La nuova riforma introduce nuovi elementi di prevenzione e di sicurezza da un lato, dall’altro lascia molto (forse troppo) spazio all’interpretazione della legge da parte dei giudici per quanto riguarda il grave turbamento e l’eccesso colposo.
Se Matteo Salvini nel presentare la sua nuova riforma ha più volte dichiarato che la difesa “è sempre legittima” la legge sembra dimostrare il contrario, cioè che la legittima difesa è tale quando non è dimostrabile il contrario. La retorica politica ha veicolato l’immaginario di una realtà in cui ognuno può farsi giustizia da solo senza essere punito ma le cose non stanno proprio così. Inoltre solo uno dei punti elencati nell’immagine è stato veramente applicato: quello sull’aumento delle pene; per il resto nella riforma è chiaro che ognuno dovrà essere processato per essere assolto da un’accusa; l’eccesso colposo non è stato cancellato bensì integrato con il grave turbamento (non significa che se sparo al ladro non sono colpevole di omicidio); il magistrato è colui che dovrà raccogliere le prove per dimostrare la legittimità della difesa.

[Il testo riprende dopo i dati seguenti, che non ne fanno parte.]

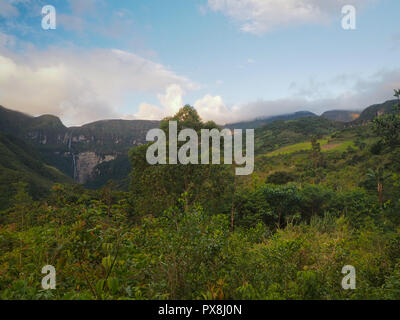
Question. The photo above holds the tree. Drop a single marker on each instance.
(387, 127)
(154, 188)
(379, 177)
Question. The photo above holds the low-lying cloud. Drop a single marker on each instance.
(260, 16)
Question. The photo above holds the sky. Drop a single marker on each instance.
(233, 60)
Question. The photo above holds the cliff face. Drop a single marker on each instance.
(76, 151)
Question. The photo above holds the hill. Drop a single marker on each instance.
(77, 151)
(283, 133)
(341, 115)
(21, 162)
(264, 121)
(375, 110)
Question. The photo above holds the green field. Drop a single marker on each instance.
(326, 145)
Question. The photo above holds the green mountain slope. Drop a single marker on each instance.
(375, 110)
(77, 151)
(264, 121)
(341, 115)
(21, 162)
(283, 133)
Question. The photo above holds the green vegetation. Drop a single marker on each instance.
(323, 195)
(21, 162)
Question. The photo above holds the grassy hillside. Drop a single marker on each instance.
(284, 133)
(341, 115)
(264, 121)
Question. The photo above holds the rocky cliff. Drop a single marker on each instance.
(76, 151)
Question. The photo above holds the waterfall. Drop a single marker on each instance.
(73, 157)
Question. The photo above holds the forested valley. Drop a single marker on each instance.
(324, 194)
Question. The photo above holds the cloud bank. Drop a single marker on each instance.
(260, 16)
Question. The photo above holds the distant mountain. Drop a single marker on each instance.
(76, 151)
(283, 133)
(264, 121)
(19, 161)
(341, 115)
(374, 111)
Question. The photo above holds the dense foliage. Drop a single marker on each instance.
(199, 232)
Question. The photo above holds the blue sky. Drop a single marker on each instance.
(233, 60)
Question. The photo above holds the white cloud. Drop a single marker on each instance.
(80, 86)
(361, 93)
(7, 9)
(260, 16)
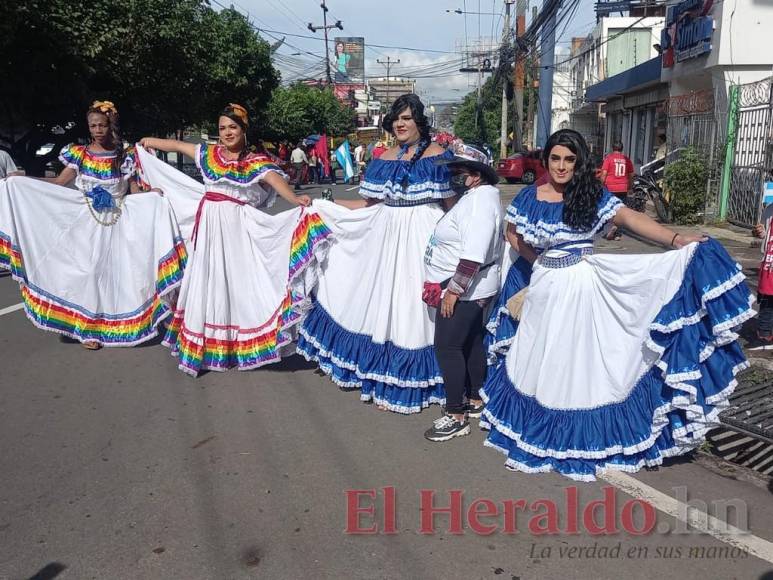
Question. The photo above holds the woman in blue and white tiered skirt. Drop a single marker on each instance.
(369, 328)
(618, 361)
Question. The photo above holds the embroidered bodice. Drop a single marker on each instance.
(237, 178)
(541, 222)
(96, 169)
(398, 182)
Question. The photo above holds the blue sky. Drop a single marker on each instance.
(409, 24)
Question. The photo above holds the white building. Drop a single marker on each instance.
(717, 44)
(562, 91)
(615, 45)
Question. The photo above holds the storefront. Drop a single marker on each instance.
(633, 107)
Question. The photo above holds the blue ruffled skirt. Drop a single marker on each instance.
(639, 369)
(368, 328)
(501, 327)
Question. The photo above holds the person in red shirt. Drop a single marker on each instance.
(617, 177)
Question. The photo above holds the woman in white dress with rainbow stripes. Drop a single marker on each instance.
(246, 282)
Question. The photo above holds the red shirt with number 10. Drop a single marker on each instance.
(618, 168)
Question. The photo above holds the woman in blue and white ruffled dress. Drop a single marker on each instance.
(618, 361)
(369, 328)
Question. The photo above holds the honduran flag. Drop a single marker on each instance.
(344, 158)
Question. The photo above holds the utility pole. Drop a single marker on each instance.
(505, 80)
(533, 85)
(484, 65)
(547, 60)
(325, 27)
(519, 72)
(389, 62)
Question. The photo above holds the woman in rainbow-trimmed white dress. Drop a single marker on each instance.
(93, 263)
(246, 282)
(618, 361)
(369, 328)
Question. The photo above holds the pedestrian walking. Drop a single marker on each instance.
(245, 283)
(359, 161)
(619, 361)
(369, 328)
(7, 166)
(764, 231)
(617, 177)
(313, 162)
(98, 263)
(333, 167)
(462, 269)
(300, 161)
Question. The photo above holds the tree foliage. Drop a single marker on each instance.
(301, 110)
(481, 125)
(166, 65)
(686, 180)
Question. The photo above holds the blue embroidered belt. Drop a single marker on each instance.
(576, 252)
(409, 202)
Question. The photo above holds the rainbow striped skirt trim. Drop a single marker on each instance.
(51, 313)
(222, 347)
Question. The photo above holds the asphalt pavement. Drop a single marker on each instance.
(116, 465)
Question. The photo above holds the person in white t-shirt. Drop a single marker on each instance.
(461, 265)
(7, 166)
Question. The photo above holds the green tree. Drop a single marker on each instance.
(686, 180)
(166, 65)
(481, 125)
(301, 110)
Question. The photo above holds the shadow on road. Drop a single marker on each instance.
(49, 571)
(291, 363)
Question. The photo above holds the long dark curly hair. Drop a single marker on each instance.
(413, 103)
(99, 108)
(583, 192)
(237, 114)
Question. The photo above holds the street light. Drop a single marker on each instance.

Sergio Mattarella ha firmato la legge soppesando i vantaggi e gli svantaggi interni a questa ma dimostrandosi fiducioso nell’operato della magistratura. Rimane comunque da sottolineare che in Italia non esiste una giustizia “fai-da-te” e che in ogni caso di difesa sarà un giudice ed un processo a stabilire se questa è stata legittima o meno.